I’d made the mistake of dressing in an elegant graphite-grey finely ribbed corduroy suit, with a white cotton shirt and muted Armani tie in light violet. Within the first few minutes a weeping chocolatey toddler had wiped its hand on my trousers. I looked down and gave it a petite whack, quickly turning the other way innocently to peruse the ceiling while humming the ‘Ode to Joy’. Its poor, harassed mother was pulling the child, who might have been three, or five, whatever, by the arm, while it – who might have been a boy or a girl, who cares? – howled and remonstrated inconsolably.’
I left before I started to cry too, and promised to meet Suzy at the Wolseley. By the time she arrived, exhausted and be-packaged, I’d made a manly start on a bottle of Meursault. She looked shaken by the experience, good thing I’d saved a bit for her.
I have ordered this year’s provisions on time and online, being both unwilling and unable to withstand the noisome crush of my fellows in food halls and stalls.
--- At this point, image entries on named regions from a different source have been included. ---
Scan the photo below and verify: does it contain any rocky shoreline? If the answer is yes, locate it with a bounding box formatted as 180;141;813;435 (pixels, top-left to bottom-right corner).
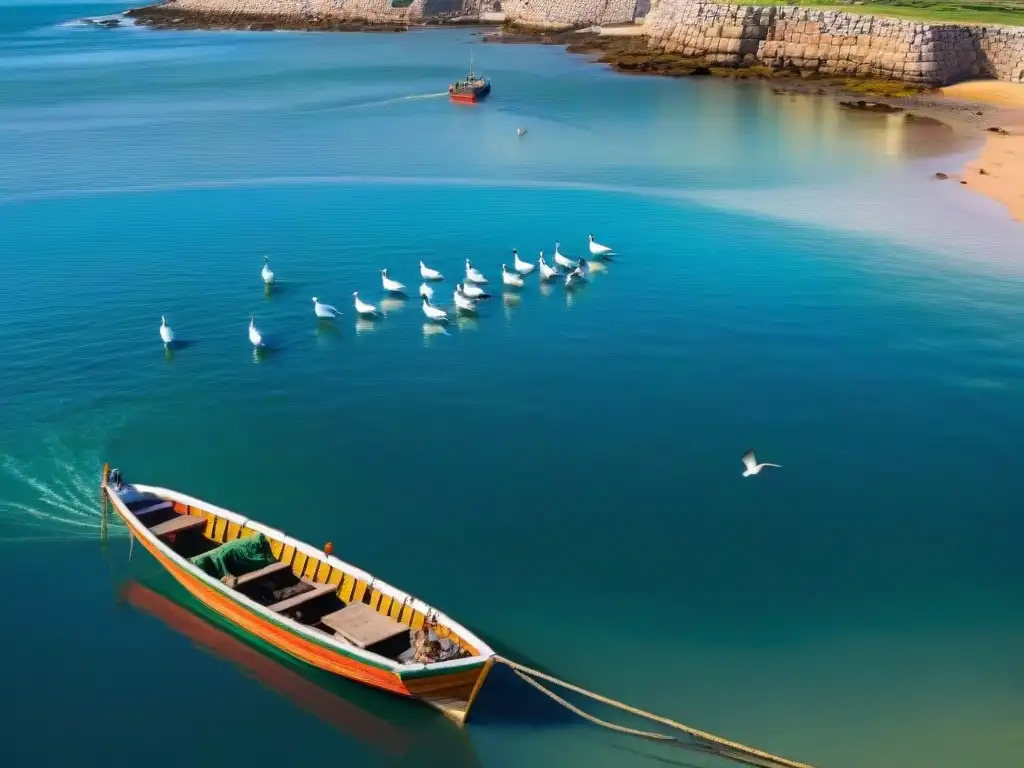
483;26;935;99
125;4;999;131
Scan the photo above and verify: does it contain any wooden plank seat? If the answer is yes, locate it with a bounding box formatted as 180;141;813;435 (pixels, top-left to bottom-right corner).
125;494;170;514
150;515;206;539
321;602;409;648
133;499;174;517
267;584;338;613
234;560;290;594
135;502;178;528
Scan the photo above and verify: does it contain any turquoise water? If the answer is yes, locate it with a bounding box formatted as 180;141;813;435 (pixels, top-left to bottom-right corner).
0;6;1024;768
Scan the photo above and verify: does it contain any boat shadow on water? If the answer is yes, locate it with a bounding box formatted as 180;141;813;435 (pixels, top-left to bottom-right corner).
117;574;482;768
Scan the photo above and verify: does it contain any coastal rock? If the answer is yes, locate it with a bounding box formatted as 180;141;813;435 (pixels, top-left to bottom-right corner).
643;0;1024;86
839;99;903;115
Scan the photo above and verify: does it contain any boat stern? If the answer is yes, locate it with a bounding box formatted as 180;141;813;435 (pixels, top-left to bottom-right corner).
398;655;495;725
I first suggested a goose, but got a ‘Yuck’, so have researched turkeys. If we have to consume one of the noxious feathered beasts, please God it shall not taste like blotting paper soaked with gravy. Sam buys his frozen, from Tesco’s, and pronounces them top class. Lucy will eat a bit. I have no idea what Rudy eats other than pizza and ice-cream.
I soon located an organic, free-range small turkey producer. It is semantically unclear if the turkeys are small or the producer is, but I suspect they mean the farm itself, though ‘farm’ is the wrong word – their turkey-raising facility sounds more like a boutique hotel. Prospective buyers are put on a waiting list for a bird, and if you are offered one, you get full disclosure. After a few days I was offered Chanticleer IV, who will weigh in at around 11 pounds. His parents were Miranda and Chanticleer III. I was sent pictures of them all, with their dates of birth, and a price tag that makes my chequebook’s eyes water.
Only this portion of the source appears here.